Patients with a bilateral cleft lip often exhibit a range of secondary deformities following primary cheiloplasty. Studies have reported that approximately 35 %–85 % of patients with cleft lip require secondary reconstruction (Mulliken et al., 1999; Salyer et al., 2003; Fisher, 2018; Tan et al., 2020). The reconstruction of the philtrum presents considerable challenges due to the inherent imbalance in orbicularis oris muscle (OOM) strength, which complicates achieving optimal muscular repositioning. In secondary bilateral cleft lip nasolabial deformities, the anatomical landmarks of the philtral ridges and philtral dimple are entirely absent, resulting in asymmetric bilateral movements and potential transverse tightness of the upper lip under conditions such as scar contracture (Bhandari, 2014; Rossell-Perry et al., 2016; Ujam et al., 2019). Failure to restore the continuity of the OOM leads to flattening of the philtral ridges and abnormal lateral bulging of the upper lip during dynamic lip motion (Kim et al., 2007).

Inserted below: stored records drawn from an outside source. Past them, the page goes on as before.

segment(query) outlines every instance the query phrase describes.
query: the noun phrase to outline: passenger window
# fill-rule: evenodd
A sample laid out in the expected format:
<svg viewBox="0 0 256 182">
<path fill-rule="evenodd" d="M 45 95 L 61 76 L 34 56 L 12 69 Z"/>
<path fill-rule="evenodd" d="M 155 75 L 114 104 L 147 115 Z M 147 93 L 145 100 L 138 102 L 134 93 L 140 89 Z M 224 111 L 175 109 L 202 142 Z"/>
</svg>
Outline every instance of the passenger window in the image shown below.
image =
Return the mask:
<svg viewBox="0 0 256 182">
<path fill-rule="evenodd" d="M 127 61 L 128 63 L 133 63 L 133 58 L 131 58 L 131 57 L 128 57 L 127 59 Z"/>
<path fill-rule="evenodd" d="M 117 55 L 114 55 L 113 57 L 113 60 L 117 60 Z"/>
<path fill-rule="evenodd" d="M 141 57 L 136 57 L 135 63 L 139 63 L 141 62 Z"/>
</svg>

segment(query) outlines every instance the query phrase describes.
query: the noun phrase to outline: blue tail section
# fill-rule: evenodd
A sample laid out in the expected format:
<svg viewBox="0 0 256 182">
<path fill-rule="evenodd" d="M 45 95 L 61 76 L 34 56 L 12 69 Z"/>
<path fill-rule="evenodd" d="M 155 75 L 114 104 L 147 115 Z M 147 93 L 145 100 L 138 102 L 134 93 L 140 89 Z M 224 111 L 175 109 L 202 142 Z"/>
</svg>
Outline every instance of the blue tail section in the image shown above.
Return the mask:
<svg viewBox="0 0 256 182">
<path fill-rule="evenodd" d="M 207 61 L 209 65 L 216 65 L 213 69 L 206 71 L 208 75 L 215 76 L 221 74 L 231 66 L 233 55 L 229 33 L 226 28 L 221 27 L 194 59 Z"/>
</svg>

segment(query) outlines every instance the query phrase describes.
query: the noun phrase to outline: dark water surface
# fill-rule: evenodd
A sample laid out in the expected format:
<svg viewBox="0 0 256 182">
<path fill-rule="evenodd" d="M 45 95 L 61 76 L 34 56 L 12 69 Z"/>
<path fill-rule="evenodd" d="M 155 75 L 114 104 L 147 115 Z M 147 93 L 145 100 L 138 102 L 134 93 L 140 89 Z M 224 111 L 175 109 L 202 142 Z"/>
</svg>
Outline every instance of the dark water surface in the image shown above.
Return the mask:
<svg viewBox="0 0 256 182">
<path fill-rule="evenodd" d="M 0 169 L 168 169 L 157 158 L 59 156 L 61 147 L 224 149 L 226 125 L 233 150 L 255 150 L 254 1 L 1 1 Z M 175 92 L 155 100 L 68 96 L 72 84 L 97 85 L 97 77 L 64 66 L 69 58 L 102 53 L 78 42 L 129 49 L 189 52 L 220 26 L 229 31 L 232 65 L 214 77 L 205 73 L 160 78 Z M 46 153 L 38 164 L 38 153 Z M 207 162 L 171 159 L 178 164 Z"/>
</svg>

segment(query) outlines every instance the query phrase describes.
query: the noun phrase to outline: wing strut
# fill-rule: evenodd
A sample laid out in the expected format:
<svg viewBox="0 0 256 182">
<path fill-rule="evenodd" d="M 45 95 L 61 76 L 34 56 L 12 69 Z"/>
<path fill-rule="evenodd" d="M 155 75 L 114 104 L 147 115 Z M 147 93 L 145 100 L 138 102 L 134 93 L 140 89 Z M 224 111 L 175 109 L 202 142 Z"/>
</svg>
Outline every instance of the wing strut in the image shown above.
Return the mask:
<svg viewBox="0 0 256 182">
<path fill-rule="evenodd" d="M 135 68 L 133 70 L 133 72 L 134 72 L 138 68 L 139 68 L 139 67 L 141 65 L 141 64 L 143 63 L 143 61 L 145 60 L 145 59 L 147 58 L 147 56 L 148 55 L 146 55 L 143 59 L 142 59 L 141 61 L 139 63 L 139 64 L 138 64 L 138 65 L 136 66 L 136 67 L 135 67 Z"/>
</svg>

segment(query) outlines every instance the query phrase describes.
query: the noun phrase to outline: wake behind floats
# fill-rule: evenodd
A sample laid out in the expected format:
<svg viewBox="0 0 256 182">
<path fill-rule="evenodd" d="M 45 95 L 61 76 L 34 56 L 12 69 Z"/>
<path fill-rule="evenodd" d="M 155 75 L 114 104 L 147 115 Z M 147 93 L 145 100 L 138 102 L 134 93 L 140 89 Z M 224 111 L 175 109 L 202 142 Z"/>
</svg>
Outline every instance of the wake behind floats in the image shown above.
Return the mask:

Anatomical subunits critical for nasolabial aesthetics -including the philtrum, vermilion tubercle, and nasal sill-serve as the structural foundation for maintaining three-dimensional symmetry and dynamic coordination of the lip, with their integrity being indispensable for both static and functional harmony.
In 1995, Mulliken proposed a “tie-style” incision design and lateral lip flap method to repair the vermilion tubercle, achieving satisfactory results in the primary repair of bilateral cleft lip infants (Mulliken, 1995, 2004). However, the design of the anterior lip flap, which sets the bilateral peak distance at 4–5 mm, fails to meet the aesthetic requirements of the nasolabial subunits in adult patients undergoing secondary repair. Although surgical methods including muscle roll techniques, overlapping of the orbicularis oris muscle, mesial advancement of lateral labial elements to augment the philtral ridge, and the use of heterolabial flaps have been proposed (Rogers et al., 2014; Kim et al., 2017; Naidoo et al., 2019), these techniques also have significant limitations, particularly the issue of color disparity between the upper and lower lips (Bennaceur et al., 2019). Other commonly used reconstruction methods include vertical interdigitating muscular repair (Cho, 2006), the use of palmaris longus grafts, auricular composite grafts and injection of dermal fillers for augmentation of subcutaneous tissue in the philtrum region (Lim et al., 2013; Baum et al., 2017; Roh et al., 2020). However, these reconstruction procedures have their own limitations, such as the potential exacerbation of pre-existing scar tissue and excessive tissue tension. Given that the philtrum is a delicate and three-dimensional structure, the reconstruction of a subtle philtral ridge using only soft tissue implants may not consistently yield entirely satisfactory results. Reconstruction of the orbicularis oris muscle, with a particular focus on reorienting displaced muscle fibers, is essential for achieving dynamic labial coordination. Yin et al. (2017) proposed that the primary mechanism of philtrum formation lies in the bidirectional antagonistic mechanical equilibrium of muscle fibers, achieving favorable outcomes by reconstructing the first and second accessory muscle tension lines to restore philtral morphology. However, current research on the efficacy of OOM cross-fiber bundle repositioning in reconstructing secondary bilateral cleft lip nasolabial deformities remains limited, with insufficient focus on the restoration of muscular balance.
In this study, we employ a philtrum reconstruction technique based on OOM repositioning to address secondary bilateral cleft lip nasolabial deformities. This approach aims to overcome the limitations of traditional methods in secondary repairs for adult patients, reconstruct nasolabial anatomical subunits, restore philtral ridge deformities, and ultimately achieve optimal facial aesthetic outcomes.